For the first time, Wolfson’s main interests in the area of politics and history came together with his own personal identity as a gay man.

‘‘It made me realise that being gay and how society treats gay people is not just a question of people’s personal and private life – it’s about what kind of society we have, and what our commitments to inclusion and respect are,” he says. ‘‘It also made me realise that if it had been different before, it could be different again, and we could change things.”

It wasn’t just in the area of gay rights that Wolfson found himself involved in high-profile legal cases. During his time as a prosecutor in Brooklyn, he also worked on challenging the marital rape exemption, a piece of law at one time common in all parts of the world which had inherited the British legal system.

‘‘A man could not be prosecuted for raping his wife because he was entitled to take what the law termed as ‘what belongs to him’,” he says.

‘‘This was part of the so-called traditional definition of marriage. I wound up as a prosecutor getting to challenge that law, writing a brief that ultimately went to the high court of New York and struck down that exemption.

‘‘This wasn’t 100 or even 50 years ago: this was in 1984.

That just shows you how long these so-called traditional definitions that we think of as being unacceptable prevailed in law.

The idea that women became the legal property of men when they married passed from religious tradition into secular law, and even as recently as the 1980s was being defended by religious voices who asserted that women should subordinate themselves to men.

‘‘The vast majority of people now feel it is a good thing that this law got changed; the world didn’t end, and society is better off as a result. It just shows you that sometimes, even attitudes thought to be set in stone can change.”

It is in this context that Wolfson wants people to reconsider their views on same-sex marriage.
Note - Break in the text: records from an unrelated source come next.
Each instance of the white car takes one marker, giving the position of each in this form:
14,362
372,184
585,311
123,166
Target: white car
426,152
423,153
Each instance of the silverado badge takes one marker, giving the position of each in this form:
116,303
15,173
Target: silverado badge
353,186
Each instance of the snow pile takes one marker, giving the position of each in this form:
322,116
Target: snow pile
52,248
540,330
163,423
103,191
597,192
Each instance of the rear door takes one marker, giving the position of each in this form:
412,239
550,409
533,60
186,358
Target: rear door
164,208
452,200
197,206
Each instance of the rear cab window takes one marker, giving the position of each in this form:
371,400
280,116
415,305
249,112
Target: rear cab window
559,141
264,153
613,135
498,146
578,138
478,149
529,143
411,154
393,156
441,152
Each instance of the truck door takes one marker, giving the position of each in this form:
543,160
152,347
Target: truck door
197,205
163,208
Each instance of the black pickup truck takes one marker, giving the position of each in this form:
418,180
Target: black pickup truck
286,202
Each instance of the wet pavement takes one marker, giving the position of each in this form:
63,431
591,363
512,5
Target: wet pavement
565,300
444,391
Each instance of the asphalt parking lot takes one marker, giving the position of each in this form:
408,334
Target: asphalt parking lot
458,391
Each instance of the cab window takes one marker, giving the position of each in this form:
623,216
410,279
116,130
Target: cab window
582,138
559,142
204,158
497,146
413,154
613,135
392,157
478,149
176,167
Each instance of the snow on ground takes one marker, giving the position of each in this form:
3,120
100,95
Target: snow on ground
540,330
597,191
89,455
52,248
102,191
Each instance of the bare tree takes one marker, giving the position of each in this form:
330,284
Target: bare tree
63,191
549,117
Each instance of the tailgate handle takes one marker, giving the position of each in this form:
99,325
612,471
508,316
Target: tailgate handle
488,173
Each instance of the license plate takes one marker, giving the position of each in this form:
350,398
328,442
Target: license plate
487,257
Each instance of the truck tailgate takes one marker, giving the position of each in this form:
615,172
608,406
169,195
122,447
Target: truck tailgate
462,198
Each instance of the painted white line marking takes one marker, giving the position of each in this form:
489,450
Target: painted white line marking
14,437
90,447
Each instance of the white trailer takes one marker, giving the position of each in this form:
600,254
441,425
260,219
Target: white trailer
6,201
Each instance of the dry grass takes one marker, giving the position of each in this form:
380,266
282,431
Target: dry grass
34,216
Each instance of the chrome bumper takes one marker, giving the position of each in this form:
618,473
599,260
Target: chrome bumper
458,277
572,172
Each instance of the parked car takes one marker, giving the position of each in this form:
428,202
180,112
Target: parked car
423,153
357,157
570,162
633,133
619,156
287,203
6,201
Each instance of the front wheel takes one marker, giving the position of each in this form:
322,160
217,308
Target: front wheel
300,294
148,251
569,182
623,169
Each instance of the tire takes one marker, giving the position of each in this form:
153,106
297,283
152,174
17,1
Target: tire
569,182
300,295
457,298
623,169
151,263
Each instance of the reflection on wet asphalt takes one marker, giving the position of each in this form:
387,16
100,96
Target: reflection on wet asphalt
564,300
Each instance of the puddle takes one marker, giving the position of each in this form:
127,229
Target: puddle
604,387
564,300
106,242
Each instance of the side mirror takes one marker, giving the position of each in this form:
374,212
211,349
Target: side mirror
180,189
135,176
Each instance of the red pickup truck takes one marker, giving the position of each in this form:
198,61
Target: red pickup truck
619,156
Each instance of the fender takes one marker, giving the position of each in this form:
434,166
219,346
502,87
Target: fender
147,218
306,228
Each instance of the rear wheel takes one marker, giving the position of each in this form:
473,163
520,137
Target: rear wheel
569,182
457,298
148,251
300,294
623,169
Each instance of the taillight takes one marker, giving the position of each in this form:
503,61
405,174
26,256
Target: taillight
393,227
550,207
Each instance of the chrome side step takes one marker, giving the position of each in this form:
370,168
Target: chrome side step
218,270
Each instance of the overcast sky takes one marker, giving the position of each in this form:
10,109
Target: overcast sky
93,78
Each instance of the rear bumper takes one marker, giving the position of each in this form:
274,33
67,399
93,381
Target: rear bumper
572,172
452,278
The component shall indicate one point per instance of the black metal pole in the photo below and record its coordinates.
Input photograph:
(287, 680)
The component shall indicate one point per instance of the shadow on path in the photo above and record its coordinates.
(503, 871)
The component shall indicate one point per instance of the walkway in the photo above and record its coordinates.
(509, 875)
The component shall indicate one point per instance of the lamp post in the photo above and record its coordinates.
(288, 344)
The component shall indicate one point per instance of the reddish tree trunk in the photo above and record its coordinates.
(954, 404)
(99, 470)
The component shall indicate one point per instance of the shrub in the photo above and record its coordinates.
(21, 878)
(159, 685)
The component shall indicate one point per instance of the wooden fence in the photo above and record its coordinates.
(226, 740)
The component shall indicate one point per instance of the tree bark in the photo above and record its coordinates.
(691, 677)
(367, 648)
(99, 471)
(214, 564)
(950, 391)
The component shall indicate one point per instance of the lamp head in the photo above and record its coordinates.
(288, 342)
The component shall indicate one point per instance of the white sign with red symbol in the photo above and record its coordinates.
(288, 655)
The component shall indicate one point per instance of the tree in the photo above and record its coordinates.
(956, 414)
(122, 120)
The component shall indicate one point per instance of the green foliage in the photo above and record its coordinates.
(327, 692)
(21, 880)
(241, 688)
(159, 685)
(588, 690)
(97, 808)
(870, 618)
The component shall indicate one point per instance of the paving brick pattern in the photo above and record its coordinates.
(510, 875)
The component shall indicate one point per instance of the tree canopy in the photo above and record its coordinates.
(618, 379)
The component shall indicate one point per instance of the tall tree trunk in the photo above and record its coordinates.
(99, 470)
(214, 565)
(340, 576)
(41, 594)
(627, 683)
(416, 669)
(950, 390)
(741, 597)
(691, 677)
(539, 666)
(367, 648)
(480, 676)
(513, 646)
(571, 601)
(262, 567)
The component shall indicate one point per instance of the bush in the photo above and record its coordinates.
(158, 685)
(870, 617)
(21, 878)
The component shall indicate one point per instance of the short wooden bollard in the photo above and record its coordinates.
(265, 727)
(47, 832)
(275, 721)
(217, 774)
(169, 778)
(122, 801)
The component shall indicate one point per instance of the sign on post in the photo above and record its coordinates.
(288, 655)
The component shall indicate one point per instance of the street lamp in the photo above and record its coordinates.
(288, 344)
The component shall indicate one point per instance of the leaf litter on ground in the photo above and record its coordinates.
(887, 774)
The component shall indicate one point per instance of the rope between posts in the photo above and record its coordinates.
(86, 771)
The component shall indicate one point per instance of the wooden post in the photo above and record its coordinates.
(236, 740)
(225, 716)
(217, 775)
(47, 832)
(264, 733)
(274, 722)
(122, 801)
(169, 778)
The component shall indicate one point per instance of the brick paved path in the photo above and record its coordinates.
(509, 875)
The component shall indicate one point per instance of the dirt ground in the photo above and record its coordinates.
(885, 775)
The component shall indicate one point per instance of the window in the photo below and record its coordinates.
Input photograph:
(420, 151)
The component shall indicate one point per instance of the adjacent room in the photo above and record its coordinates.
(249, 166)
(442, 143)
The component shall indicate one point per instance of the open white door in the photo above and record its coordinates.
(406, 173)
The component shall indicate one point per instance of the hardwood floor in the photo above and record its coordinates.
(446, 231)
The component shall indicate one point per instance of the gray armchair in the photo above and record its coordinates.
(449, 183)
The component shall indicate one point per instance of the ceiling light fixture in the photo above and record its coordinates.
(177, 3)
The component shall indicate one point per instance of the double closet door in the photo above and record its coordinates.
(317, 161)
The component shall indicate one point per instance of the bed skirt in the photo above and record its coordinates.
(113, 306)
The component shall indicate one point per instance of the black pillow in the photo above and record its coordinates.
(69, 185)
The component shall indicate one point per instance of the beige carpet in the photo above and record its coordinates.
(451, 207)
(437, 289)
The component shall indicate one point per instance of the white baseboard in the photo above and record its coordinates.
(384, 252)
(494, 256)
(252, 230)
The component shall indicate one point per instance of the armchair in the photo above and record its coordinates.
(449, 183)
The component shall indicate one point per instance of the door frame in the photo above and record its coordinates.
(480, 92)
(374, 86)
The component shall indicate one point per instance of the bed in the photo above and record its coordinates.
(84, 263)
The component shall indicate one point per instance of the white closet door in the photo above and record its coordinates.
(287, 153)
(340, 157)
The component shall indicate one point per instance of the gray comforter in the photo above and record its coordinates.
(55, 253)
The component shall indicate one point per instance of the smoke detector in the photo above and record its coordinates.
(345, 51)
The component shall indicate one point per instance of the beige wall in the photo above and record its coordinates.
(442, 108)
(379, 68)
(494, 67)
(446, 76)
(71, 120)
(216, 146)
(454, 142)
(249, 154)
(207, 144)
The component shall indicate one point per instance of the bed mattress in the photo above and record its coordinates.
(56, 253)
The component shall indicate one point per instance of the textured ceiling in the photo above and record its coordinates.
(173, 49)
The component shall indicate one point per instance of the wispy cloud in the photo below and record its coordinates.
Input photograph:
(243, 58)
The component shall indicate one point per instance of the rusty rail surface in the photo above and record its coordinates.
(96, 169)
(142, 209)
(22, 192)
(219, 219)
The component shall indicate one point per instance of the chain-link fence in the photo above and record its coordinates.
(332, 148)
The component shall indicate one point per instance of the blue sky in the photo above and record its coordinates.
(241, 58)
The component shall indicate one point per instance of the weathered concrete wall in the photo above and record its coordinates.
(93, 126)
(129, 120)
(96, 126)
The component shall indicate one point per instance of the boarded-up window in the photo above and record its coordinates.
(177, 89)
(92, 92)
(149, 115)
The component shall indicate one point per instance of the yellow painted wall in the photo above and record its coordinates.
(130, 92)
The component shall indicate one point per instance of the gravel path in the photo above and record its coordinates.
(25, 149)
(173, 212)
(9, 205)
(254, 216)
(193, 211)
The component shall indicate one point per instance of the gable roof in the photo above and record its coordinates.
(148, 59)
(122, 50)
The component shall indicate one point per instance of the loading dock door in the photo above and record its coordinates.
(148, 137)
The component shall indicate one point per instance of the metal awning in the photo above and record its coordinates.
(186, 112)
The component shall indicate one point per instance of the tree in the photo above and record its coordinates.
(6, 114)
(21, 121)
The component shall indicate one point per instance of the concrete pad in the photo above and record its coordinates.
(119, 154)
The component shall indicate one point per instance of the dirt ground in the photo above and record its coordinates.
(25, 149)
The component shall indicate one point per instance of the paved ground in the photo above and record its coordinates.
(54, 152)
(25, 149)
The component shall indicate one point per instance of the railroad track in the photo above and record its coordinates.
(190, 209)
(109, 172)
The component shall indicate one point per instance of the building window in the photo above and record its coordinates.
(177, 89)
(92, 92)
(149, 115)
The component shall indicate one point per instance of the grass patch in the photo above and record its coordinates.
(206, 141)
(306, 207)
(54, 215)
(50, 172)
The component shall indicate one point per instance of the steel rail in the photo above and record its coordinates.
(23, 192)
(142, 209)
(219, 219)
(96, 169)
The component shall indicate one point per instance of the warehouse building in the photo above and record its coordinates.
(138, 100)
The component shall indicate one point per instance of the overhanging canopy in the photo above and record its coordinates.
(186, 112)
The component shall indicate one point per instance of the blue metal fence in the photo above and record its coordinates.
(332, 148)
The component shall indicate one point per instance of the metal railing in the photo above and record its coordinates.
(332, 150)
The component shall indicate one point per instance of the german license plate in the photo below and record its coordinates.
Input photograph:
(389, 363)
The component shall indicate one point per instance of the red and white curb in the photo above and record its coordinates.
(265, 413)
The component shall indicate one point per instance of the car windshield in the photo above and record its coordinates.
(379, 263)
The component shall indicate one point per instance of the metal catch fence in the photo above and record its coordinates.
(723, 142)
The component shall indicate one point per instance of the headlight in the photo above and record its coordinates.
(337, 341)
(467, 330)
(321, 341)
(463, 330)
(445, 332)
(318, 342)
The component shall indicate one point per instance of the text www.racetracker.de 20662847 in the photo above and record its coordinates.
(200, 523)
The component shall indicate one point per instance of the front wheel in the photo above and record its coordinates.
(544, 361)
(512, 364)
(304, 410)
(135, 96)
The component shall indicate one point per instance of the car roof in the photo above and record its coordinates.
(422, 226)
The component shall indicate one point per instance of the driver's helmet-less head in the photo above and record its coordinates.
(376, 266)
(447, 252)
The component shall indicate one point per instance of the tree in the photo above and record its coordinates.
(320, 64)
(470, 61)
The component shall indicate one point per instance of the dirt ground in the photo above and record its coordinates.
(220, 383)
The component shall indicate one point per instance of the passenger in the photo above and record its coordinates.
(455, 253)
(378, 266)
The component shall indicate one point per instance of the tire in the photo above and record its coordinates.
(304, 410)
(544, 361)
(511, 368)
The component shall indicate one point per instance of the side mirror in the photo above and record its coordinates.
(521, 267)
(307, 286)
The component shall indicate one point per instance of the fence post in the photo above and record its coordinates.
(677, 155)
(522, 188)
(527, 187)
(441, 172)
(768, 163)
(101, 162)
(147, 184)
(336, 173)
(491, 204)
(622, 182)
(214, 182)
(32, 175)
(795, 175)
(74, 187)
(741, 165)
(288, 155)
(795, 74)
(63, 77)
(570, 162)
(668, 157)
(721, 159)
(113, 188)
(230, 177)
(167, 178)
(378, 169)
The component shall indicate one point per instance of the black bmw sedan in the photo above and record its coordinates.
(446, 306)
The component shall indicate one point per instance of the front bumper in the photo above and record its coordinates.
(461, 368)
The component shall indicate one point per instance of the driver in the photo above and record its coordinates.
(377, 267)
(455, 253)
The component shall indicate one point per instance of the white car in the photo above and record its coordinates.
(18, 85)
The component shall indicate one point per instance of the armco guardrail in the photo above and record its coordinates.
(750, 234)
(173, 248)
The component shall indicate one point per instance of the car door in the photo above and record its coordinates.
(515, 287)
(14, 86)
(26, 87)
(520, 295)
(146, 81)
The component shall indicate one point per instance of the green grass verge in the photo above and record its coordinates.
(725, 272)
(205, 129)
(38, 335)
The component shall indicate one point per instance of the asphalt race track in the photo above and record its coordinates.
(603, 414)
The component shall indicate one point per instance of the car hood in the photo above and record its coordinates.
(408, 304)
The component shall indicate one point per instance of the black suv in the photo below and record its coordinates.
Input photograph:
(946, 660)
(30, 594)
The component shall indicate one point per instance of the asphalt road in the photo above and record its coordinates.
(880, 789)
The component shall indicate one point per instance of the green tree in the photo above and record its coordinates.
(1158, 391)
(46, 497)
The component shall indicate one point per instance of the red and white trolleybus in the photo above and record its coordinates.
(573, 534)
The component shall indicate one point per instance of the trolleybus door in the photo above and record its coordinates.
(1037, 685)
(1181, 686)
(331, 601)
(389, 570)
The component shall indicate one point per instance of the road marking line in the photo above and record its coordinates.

For a start, he wants them to realise that as far as he’s concerned, there is no religious element to the issue.

‘‘Firstly, we’re not fighting for gay marriage in Ireland or in the US – what we’re actually fighting for is an end to exclusion from marriage itself,” he says. ‘‘There is a difference.

‘‘Marriage in the US and here is a legal institution that is regulated by the government, that is created by the issuance of civil licences.

The government doesn’t issue communion licences or bar mitzvah licenses or whatever, but it does issue marriage licences, because marriage is a legal institution that brings with it a vast array of tangible and intangible consequences.

‘‘What we’re looking for is an end to the denial of marriage, whether in Ireland or elsewhere, to people who have made a commitment to each other and who want that commitment recognised in law.” Wolfson says he isn’t trying to tell ‘‘any church, temple, synagogue or mosque’’ who they should or shouldn’t marry.

‘‘But what we are saying is that no church, temple, synagogue or mosque should be dictating to the civil government who can get a marriage licence and enjoy the legal status that goes with that,” he says. ‘‘It’s not about telling any church what to do, it’s about telling the government that it should not be discriminating against some of its citizens.

‘‘When people bring up religion as a reason to oppose equal justice under the law, I ask them to really dig deep into their religious values and ask themselves what those values teach.

They teach respect for love and respect for commitment.

‘‘Ending the denial of marriage imposes nothing on anyone else, but it allows people who have made a commitment to each other to live lives that strengthens society and the world around them.”